Just over a week ago, the Australian Competition and Consumer Commission put-out a report saying that Coles, Woolworths and Aldi are among the most profitable supermarket chains in the world.

Prices there have risen sharply over the past five years. With the supermarkets increasing profit margins during that time, as well. Sound familiar?

And just like here, politicians in Australia are all promising to do something about it.

But, like here, it will be all talk and won’t amount to anything. And, in five years time, shoppers on both sides of the Tasman will still be paying through the nose and politicians will be floating go-nowhere ideas.

But if you forced me to pick one of the ideas Nicola Willis announced yesterday that I think could actually work, it would be this threat she made yesterday to force the two big companies to sell some of their supermarket brands, to create more competition and reduce their dominance.

If you forced me to choose one, I’d chose that one.
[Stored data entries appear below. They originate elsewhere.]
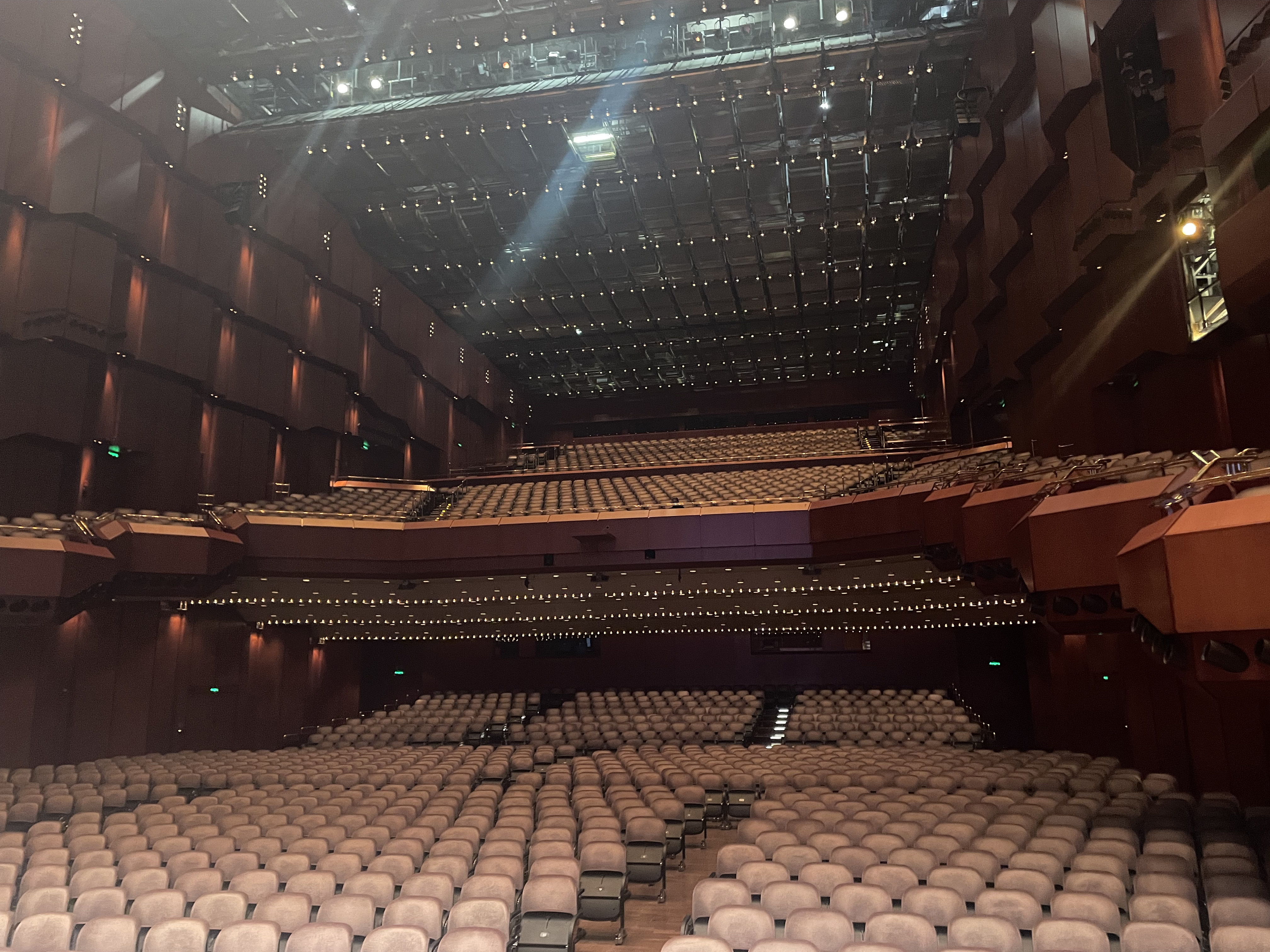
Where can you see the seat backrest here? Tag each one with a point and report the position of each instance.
(854, 858)
(939, 905)
(967, 883)
(481, 913)
(290, 910)
(827, 930)
(1090, 907)
(177, 935)
(108, 933)
(473, 940)
(858, 902)
(759, 875)
(733, 856)
(322, 937)
(103, 900)
(825, 876)
(220, 909)
(1070, 936)
(603, 857)
(896, 880)
(783, 898)
(1159, 937)
(397, 938)
(911, 933)
(422, 912)
(1239, 910)
(44, 932)
(376, 885)
(742, 926)
(45, 899)
(244, 937)
(319, 885)
(355, 912)
(550, 894)
(985, 932)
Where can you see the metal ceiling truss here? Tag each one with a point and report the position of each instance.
(763, 220)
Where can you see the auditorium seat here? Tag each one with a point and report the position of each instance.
(941, 838)
(727, 447)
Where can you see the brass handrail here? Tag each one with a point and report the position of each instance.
(1235, 469)
(1110, 471)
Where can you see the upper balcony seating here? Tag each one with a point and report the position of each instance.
(328, 847)
(728, 447)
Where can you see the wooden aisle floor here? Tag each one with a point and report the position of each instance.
(651, 923)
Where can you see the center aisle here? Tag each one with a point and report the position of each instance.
(651, 923)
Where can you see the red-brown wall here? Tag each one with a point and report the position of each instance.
(1107, 695)
(134, 313)
(900, 659)
(1058, 290)
(135, 678)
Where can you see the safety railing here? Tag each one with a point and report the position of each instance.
(1215, 471)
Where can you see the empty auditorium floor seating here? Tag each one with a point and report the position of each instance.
(788, 848)
(609, 720)
(727, 447)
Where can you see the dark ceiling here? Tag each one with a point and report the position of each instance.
(636, 202)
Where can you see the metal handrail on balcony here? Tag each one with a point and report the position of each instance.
(1216, 471)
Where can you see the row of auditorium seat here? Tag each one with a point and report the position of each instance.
(1005, 465)
(877, 717)
(356, 832)
(792, 484)
(595, 722)
(727, 447)
(656, 492)
(988, 860)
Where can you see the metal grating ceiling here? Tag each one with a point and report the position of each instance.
(750, 216)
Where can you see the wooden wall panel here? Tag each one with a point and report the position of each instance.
(177, 328)
(61, 279)
(79, 154)
(49, 391)
(129, 680)
(321, 399)
(242, 456)
(33, 140)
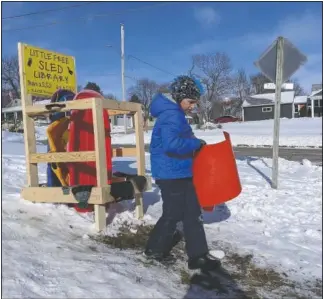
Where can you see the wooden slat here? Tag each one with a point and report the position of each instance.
(70, 105)
(56, 195)
(101, 160)
(85, 156)
(124, 152)
(62, 157)
(125, 106)
(140, 153)
(29, 125)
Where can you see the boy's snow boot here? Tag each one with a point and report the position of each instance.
(206, 262)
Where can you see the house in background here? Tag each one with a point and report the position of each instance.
(300, 106)
(261, 106)
(314, 102)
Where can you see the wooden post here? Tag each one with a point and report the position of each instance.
(279, 78)
(101, 161)
(140, 150)
(29, 127)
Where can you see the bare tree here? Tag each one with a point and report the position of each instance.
(299, 91)
(10, 78)
(241, 89)
(144, 89)
(257, 82)
(214, 71)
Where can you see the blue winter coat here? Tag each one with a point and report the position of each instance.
(172, 142)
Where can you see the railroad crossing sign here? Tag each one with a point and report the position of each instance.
(278, 63)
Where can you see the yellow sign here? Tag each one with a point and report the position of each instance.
(45, 71)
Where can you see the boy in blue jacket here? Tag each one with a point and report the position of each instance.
(172, 148)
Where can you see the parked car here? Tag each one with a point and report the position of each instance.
(226, 119)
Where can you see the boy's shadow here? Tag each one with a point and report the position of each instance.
(219, 214)
(224, 286)
(249, 163)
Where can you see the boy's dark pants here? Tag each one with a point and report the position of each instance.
(180, 203)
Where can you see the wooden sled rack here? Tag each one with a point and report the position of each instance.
(100, 195)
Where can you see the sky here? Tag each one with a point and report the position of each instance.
(163, 34)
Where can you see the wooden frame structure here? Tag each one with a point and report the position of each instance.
(100, 195)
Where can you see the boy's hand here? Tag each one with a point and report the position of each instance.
(202, 143)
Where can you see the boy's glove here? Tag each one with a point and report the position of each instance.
(202, 144)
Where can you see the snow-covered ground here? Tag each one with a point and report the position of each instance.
(298, 132)
(46, 251)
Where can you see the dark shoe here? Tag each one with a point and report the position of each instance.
(139, 184)
(205, 262)
(177, 237)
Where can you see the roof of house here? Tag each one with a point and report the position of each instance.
(300, 100)
(287, 97)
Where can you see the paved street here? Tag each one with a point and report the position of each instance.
(292, 154)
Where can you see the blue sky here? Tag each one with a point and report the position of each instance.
(165, 35)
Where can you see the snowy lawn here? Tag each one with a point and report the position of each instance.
(48, 250)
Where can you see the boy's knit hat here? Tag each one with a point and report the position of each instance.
(185, 87)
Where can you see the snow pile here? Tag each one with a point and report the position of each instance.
(47, 252)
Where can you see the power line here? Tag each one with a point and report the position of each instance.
(88, 18)
(46, 10)
(145, 62)
(157, 68)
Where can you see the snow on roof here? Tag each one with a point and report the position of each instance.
(300, 100)
(287, 97)
(316, 92)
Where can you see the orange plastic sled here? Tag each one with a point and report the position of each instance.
(215, 174)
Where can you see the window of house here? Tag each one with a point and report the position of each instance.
(267, 109)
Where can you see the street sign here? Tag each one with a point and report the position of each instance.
(278, 63)
(287, 86)
(293, 59)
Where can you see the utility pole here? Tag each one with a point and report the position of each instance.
(123, 76)
(279, 82)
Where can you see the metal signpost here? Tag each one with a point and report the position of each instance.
(278, 63)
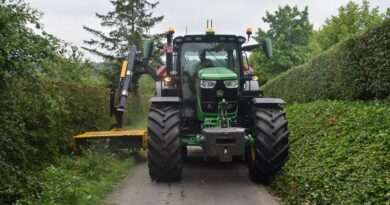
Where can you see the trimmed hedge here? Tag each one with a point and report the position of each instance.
(38, 120)
(339, 155)
(356, 69)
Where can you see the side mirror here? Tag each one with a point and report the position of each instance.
(148, 49)
(267, 47)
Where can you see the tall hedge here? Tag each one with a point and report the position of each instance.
(358, 68)
(37, 121)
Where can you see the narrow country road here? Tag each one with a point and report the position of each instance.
(202, 183)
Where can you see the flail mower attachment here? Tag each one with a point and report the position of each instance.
(117, 137)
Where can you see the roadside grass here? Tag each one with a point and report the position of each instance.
(339, 154)
(77, 179)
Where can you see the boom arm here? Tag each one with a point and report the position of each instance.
(135, 66)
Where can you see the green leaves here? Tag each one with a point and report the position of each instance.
(290, 31)
(340, 155)
(358, 68)
(128, 24)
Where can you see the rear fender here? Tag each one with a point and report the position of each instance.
(170, 100)
(267, 102)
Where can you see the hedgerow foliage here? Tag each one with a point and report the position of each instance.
(358, 68)
(339, 155)
(38, 120)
But it's a terrible idea.

David Seymour doesn’t like it, either. Saying that, if the Government poked its nose in this way into Foodstuffs and Woolworths operations, it would put businesses off investing in New Zealand.

Which I agree with. I think it could. And it’s a weird thing for the Government to be proposing just two weeks after it had all the money people over here from around the world trying to get them to invest in New Zealand.

Looking at the rules the Commerce Commission uses to decide whether to allow things like mergers to go ahead, they're all about preventing situations like we have with supermarkets in New Zealand. Not enough competition - all that stuff. Which is fine when you’re deciding whether-or-not to allow a merger. But for the Government to try and do that retrospectively, which is what it would effectively be doing, would be a terrible thing.

It would be a terrible thing for the supermarket companies. It would also be a terrible thing for the Government’s sale pitch to the world. That New Zealand is open for business; that we want businesses to come here; and that we’re getting rid of some of the red tape to make it easier come here.

It would say 'we’re doing all that but, if you do come here, we might tell you what to do with your business if we think there are a few votes in it for us'.

But the ideas Nicola Willis announced yesterday won’t win votes. Because they won’t go anywhere.